Description of the data and problem:
I have a signal sampled at 1000 Hz. I'm low-pass filtering it at 120 Hz, and want to make spectrograms of the frequencies below this threshold. I'm using the scipy functions fftpack.fftfreq
to get the Fourier coefficients, then fftpack.fft
to do the actual transform.
The signal is quite long, and I want the spectrograms to be about 5 seconds in length using 50 millisecond windows. I also filter out negative frequencies for plotting. Given the number of samples in this window (50), I get 50 Fourier coefficients. However, half of these are negative, and another portion goes between 120 Hz and 500 Hz (naturally, because the sampling rate is 1000 Hz).
This leaves me with pretty low-resolution spectrograms. I only have about 6 blocks in the frequency area of interest (0, 20, 40, 60, 100, and 120 Hz), then 18 blocks showing low activity in the frequencies up to 500 Hz, since they were filtered out.
Question:
How could I, for instance, do the FFT specifying something like 50 frequency bins between only 0 and 120 Hz?
What I tried:
I tried doing something like this by using np.linspace
to specify the frequencies (instead of fft.fftfreq
), but this introduced some other bug, namely the spectrograms always looked like a mirror, with high power at the highest and lowest frequencies and low power in the middle of the graph, regardless of the range. I'm honestly not sure why this happens with linspace and not with fftfreq. They both return arrays of floats.
Code sample included below. Thanks for any help in advance! Cheers
X = samples_filt # long 1-D vector of low-pass filtered samples
fs = 1000
time = .05 # window length in sec
N = int(fs * time) # num samples
tot_len = 5 * fs # 5 sec of the whole signal
X = X[:tot_len]
f = fftpack.fftfreq(N, 1.0/fs)
# f = np.ceil(np.linspace(0, max_freq, 52)[1:51]) # introduced error described above
mask = (f > 0) # mask for positive freqs
n_max = int(np.ceil(X.shape[0] / N)) # the number of segments of length N in the sample array data
f_values = np.sum(1 * mask) # how many values meet mask reqs
spectogram_data = np.zeros((f_values, n_max))
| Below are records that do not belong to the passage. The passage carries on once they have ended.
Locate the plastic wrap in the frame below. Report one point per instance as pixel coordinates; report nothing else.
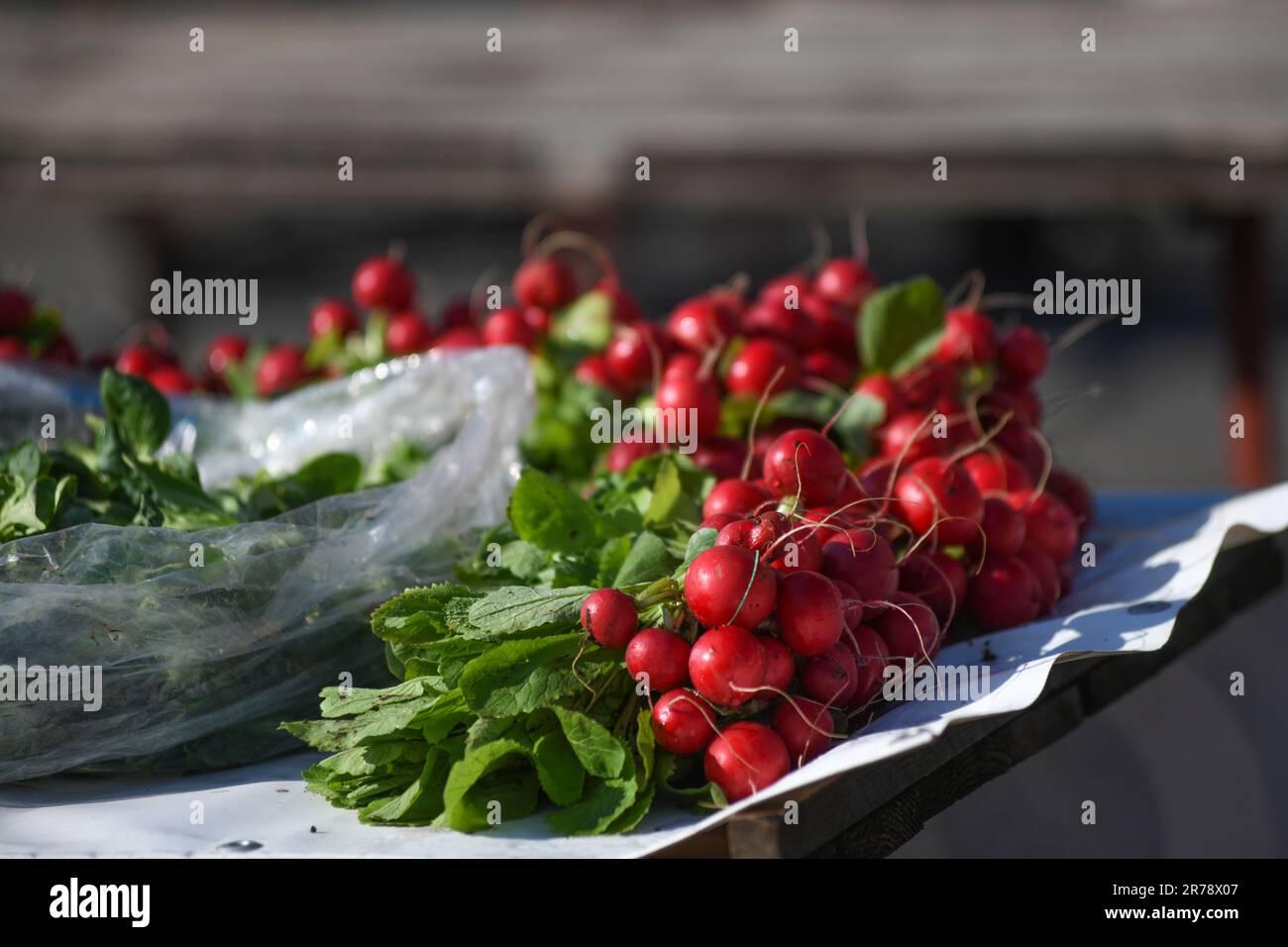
(200, 663)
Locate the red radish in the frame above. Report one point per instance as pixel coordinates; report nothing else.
(728, 585)
(883, 388)
(1004, 594)
(809, 612)
(279, 369)
(333, 316)
(1074, 493)
(909, 626)
(224, 351)
(935, 495)
(754, 368)
(459, 338)
(864, 561)
(609, 617)
(967, 338)
(408, 333)
(720, 455)
(60, 351)
(1044, 575)
(831, 677)
(699, 324)
(935, 579)
(726, 665)
(845, 282)
(507, 326)
(717, 521)
(871, 656)
(745, 759)
(992, 471)
(828, 367)
(1047, 522)
(137, 360)
(14, 308)
(634, 355)
(384, 283)
(1004, 530)
(545, 281)
(170, 379)
(780, 668)
(910, 434)
(805, 728)
(735, 496)
(702, 397)
(805, 460)
(1021, 356)
(592, 369)
(661, 655)
(683, 723)
(793, 328)
(622, 454)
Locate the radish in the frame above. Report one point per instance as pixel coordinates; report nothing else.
(224, 351)
(871, 656)
(967, 338)
(746, 758)
(1004, 594)
(1044, 575)
(509, 326)
(683, 723)
(726, 665)
(384, 283)
(831, 677)
(408, 333)
(281, 368)
(805, 728)
(544, 281)
(804, 460)
(909, 626)
(1047, 522)
(735, 496)
(660, 655)
(809, 612)
(864, 561)
(754, 368)
(936, 497)
(780, 668)
(935, 579)
(1003, 526)
(609, 617)
(728, 585)
(702, 397)
(333, 316)
(1021, 356)
(993, 471)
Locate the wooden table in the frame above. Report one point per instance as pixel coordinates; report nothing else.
(874, 810)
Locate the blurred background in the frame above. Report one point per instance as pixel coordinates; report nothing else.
(1113, 163)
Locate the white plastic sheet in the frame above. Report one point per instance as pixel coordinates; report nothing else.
(1137, 564)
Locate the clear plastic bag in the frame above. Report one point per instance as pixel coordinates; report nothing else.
(200, 664)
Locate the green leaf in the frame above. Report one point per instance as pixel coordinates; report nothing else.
(558, 768)
(549, 515)
(898, 322)
(599, 751)
(648, 561)
(519, 607)
(520, 676)
(137, 410)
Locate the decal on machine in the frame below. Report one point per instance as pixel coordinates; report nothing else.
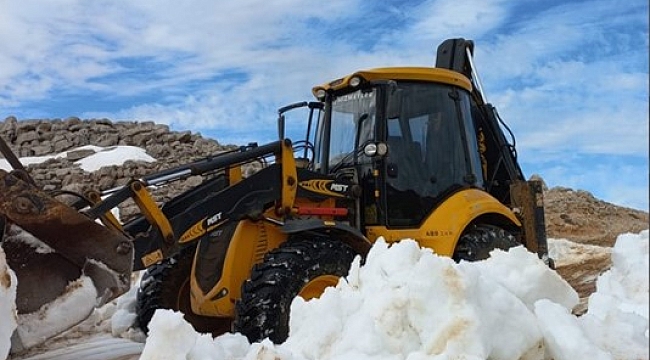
(199, 229)
(326, 187)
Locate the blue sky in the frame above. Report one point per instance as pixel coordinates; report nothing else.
(569, 77)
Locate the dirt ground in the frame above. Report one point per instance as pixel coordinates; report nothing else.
(581, 218)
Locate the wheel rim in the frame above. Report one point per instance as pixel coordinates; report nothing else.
(316, 286)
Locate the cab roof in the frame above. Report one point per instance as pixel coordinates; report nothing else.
(426, 74)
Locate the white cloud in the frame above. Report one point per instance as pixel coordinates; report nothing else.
(568, 78)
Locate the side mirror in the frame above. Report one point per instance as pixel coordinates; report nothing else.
(394, 104)
(281, 127)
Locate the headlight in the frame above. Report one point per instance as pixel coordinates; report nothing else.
(355, 81)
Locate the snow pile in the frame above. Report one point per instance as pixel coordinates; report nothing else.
(617, 319)
(7, 305)
(75, 305)
(408, 303)
(103, 156)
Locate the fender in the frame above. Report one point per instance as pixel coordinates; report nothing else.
(444, 226)
(216, 278)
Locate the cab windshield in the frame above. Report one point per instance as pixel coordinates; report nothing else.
(352, 124)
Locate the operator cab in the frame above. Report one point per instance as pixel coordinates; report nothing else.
(407, 134)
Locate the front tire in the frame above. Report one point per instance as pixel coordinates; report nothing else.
(304, 267)
(480, 239)
(167, 286)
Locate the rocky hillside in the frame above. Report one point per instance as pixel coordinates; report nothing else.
(570, 214)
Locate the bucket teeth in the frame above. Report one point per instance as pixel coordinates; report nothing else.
(75, 244)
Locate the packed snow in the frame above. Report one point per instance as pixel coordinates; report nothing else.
(408, 303)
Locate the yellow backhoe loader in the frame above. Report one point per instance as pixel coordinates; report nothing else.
(401, 152)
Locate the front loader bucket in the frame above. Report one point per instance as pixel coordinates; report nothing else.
(60, 246)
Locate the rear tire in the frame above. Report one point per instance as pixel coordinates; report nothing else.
(167, 286)
(479, 240)
(304, 266)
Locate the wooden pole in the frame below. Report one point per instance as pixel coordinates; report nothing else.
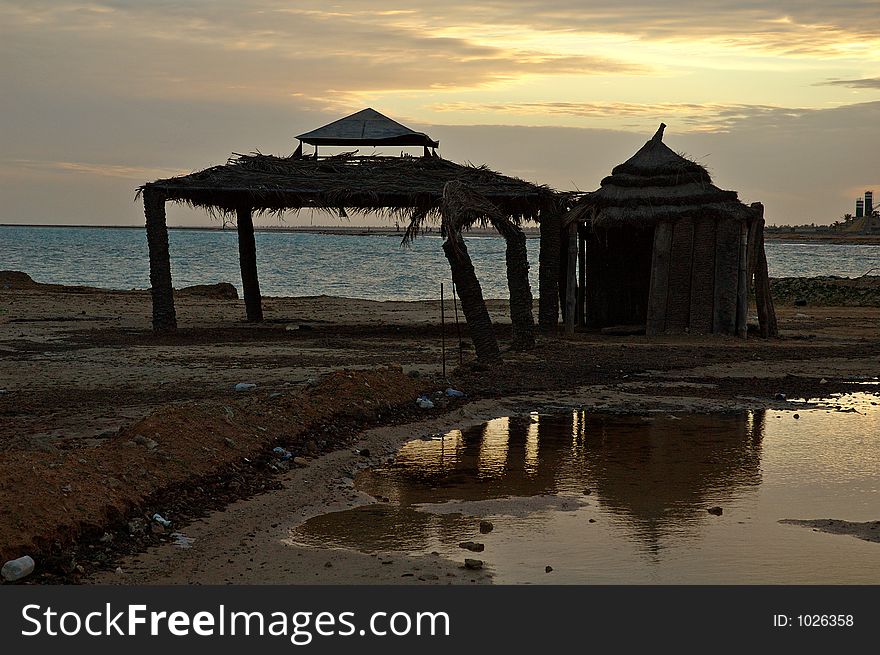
(582, 275)
(457, 327)
(763, 297)
(678, 300)
(659, 288)
(548, 271)
(471, 295)
(742, 290)
(247, 255)
(517, 258)
(703, 277)
(571, 283)
(443, 329)
(727, 245)
(562, 272)
(164, 315)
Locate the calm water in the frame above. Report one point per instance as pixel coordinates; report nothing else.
(297, 264)
(623, 499)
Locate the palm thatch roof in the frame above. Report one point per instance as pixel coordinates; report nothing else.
(656, 184)
(396, 185)
(367, 127)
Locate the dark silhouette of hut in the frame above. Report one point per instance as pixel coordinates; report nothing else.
(659, 246)
(418, 187)
(367, 128)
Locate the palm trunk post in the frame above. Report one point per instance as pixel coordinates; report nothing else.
(471, 295)
(521, 302)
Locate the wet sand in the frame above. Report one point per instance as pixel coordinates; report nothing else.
(81, 367)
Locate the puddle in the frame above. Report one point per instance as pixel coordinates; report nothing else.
(608, 498)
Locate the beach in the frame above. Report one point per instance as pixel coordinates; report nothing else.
(106, 423)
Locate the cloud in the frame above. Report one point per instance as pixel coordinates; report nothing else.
(123, 171)
(704, 117)
(865, 83)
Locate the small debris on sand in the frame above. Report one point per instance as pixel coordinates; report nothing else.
(868, 531)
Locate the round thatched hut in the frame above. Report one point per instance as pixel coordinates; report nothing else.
(660, 246)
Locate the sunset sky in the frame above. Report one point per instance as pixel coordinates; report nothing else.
(780, 100)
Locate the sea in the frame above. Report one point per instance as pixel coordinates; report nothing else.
(374, 267)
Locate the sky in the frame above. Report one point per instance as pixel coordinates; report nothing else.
(779, 100)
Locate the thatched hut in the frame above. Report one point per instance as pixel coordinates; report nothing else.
(406, 186)
(659, 245)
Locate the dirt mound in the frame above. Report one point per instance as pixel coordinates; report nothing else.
(47, 500)
(17, 280)
(828, 291)
(219, 291)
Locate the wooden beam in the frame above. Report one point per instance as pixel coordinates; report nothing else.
(548, 271)
(471, 295)
(164, 315)
(703, 277)
(247, 256)
(742, 290)
(727, 240)
(659, 288)
(571, 281)
(562, 277)
(763, 297)
(678, 300)
(582, 274)
(521, 302)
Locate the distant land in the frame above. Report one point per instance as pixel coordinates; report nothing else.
(824, 233)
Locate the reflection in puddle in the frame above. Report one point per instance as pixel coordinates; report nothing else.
(624, 498)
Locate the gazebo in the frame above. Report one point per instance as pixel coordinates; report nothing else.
(417, 187)
(659, 246)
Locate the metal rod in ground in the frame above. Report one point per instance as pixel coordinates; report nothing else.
(443, 329)
(457, 326)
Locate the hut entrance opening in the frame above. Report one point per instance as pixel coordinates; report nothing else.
(617, 276)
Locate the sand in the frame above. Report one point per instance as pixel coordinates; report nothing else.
(82, 374)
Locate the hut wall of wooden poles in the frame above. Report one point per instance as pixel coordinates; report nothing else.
(668, 250)
(410, 187)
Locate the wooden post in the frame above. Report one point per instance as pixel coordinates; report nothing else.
(562, 272)
(571, 281)
(457, 327)
(703, 277)
(659, 288)
(582, 274)
(164, 316)
(471, 295)
(521, 305)
(442, 327)
(763, 297)
(727, 240)
(247, 256)
(548, 271)
(678, 300)
(742, 290)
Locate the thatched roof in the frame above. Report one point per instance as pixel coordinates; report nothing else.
(653, 185)
(367, 128)
(267, 183)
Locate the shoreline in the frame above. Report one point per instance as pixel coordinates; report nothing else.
(86, 380)
(531, 232)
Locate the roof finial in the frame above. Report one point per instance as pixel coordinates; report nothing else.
(659, 135)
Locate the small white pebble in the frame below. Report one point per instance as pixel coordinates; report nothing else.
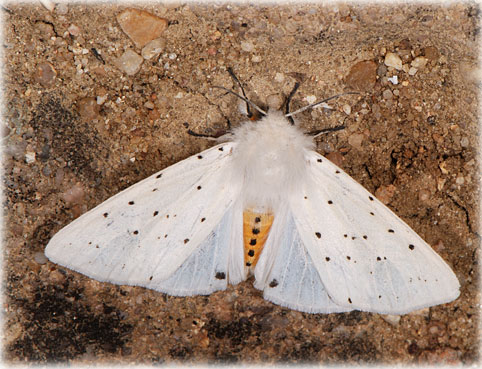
(387, 94)
(347, 109)
(247, 46)
(40, 258)
(101, 99)
(419, 62)
(30, 157)
(393, 79)
(279, 77)
(412, 71)
(393, 60)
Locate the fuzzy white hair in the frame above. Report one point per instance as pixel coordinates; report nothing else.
(269, 159)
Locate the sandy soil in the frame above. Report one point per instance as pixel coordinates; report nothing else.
(412, 143)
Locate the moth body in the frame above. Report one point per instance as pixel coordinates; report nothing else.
(264, 203)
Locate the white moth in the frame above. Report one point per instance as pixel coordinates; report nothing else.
(263, 203)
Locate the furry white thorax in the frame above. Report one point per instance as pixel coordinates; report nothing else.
(269, 159)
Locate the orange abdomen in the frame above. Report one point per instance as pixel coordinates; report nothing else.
(256, 228)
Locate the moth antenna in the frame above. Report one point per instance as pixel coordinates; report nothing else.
(314, 105)
(243, 98)
(235, 78)
(288, 100)
(320, 132)
(202, 135)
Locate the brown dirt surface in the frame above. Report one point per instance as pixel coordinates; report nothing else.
(77, 130)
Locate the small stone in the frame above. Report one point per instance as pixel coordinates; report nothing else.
(356, 140)
(74, 30)
(88, 109)
(279, 77)
(422, 312)
(40, 258)
(153, 48)
(130, 62)
(423, 195)
(101, 99)
(141, 26)
(385, 193)
(149, 105)
(346, 109)
(431, 53)
(391, 319)
(460, 180)
(393, 60)
(247, 46)
(274, 101)
(443, 167)
(56, 277)
(387, 94)
(45, 74)
(62, 8)
(335, 157)
(412, 71)
(362, 76)
(73, 195)
(382, 70)
(419, 62)
(393, 79)
(48, 4)
(30, 157)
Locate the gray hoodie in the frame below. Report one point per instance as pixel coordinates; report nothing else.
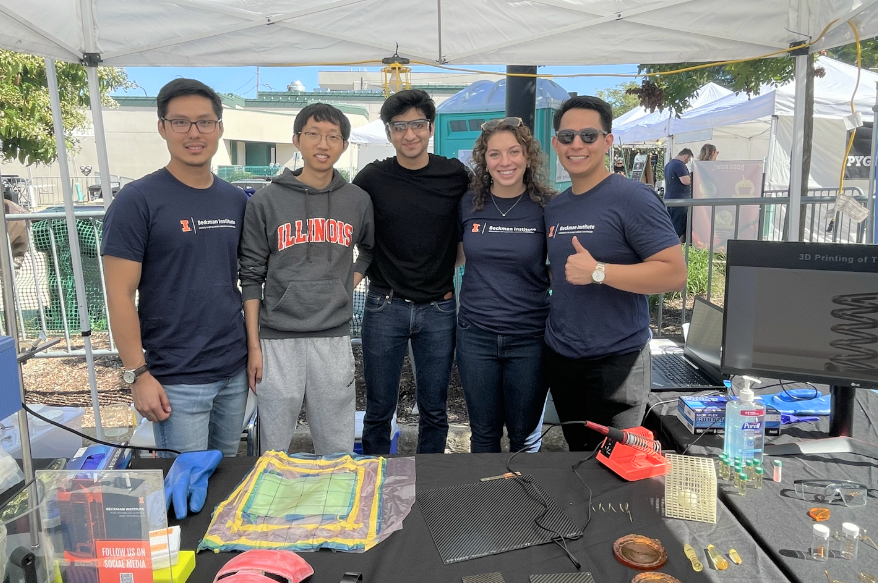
(298, 244)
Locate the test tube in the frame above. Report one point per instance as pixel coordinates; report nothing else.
(820, 542)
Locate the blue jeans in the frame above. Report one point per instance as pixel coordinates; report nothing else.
(503, 378)
(388, 325)
(208, 416)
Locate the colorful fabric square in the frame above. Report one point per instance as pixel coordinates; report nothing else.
(305, 502)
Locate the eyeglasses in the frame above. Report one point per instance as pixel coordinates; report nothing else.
(588, 136)
(314, 138)
(401, 127)
(507, 121)
(182, 126)
(827, 491)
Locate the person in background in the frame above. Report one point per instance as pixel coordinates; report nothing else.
(504, 297)
(17, 233)
(678, 184)
(172, 238)
(415, 196)
(708, 153)
(298, 276)
(610, 244)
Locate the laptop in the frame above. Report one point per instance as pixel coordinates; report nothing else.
(698, 367)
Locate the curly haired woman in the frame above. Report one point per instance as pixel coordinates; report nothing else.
(504, 297)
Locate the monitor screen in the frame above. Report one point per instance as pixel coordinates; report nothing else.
(802, 311)
(704, 341)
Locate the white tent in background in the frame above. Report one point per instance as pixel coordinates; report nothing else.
(624, 125)
(762, 127)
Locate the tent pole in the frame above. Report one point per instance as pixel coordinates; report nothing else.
(795, 206)
(94, 92)
(73, 241)
(870, 236)
(769, 159)
(7, 291)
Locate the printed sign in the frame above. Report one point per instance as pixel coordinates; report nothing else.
(726, 179)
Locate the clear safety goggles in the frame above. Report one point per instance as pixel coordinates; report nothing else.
(831, 491)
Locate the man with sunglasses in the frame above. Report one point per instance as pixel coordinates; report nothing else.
(415, 196)
(610, 244)
(172, 237)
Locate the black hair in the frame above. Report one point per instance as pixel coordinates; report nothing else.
(184, 87)
(322, 112)
(399, 103)
(586, 102)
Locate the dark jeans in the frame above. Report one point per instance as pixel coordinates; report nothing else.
(503, 378)
(388, 324)
(611, 391)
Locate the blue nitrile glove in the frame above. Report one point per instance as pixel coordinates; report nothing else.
(186, 482)
(790, 419)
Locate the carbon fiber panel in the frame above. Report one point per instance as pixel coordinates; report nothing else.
(486, 518)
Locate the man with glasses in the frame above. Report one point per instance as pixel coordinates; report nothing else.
(610, 243)
(172, 238)
(411, 291)
(298, 276)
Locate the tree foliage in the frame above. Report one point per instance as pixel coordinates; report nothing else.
(676, 91)
(26, 130)
(619, 98)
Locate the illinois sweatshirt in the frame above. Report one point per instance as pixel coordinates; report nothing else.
(297, 255)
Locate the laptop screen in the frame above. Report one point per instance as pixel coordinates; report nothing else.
(705, 338)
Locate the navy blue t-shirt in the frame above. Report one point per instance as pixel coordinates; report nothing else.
(673, 187)
(190, 310)
(619, 221)
(505, 288)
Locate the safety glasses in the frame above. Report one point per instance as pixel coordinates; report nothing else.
(588, 136)
(831, 491)
(507, 121)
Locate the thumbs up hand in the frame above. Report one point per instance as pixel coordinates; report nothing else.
(580, 265)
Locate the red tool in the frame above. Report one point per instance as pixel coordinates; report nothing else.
(632, 453)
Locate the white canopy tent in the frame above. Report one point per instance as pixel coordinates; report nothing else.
(291, 32)
(761, 127)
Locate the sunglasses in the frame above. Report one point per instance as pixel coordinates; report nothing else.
(506, 121)
(828, 491)
(588, 136)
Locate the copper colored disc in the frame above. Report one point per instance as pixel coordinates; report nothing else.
(654, 578)
(640, 552)
(819, 514)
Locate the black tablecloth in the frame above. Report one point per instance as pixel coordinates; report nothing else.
(410, 554)
(775, 516)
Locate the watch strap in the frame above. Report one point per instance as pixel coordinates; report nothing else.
(139, 371)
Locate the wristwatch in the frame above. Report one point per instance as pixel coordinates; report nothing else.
(132, 374)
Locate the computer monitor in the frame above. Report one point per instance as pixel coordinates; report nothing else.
(804, 312)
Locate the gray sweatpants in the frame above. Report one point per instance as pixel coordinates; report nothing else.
(318, 370)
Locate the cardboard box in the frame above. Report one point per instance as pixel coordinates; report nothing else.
(707, 415)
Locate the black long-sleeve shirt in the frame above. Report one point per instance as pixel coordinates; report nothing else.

window = sp.signal.blackman(N) # taper used to improve contrast of spectrogram
for n in range(0, n_max):
subdata = X[(N * n):(N * (n + 1))]
F = fftpack.fft(subdata * window)
spectogram_data[:, n] = np.log(abs(F[mask]))
fig, ax = plt.subplots(1, 1, figsize=(8, 6))
p = ax.imshow(spectogram_data, origin='lower',
extent=(0, X.shape[0] / fs, 0, max(f)),
aspect='auto',
cmap=mpl.cm.RdBu_r)
cb = fig.colorbar(p, ax=ax)
Sample output:
For instance, it would be great to have this same graph with 24 frequency bins going up to 120 Hz.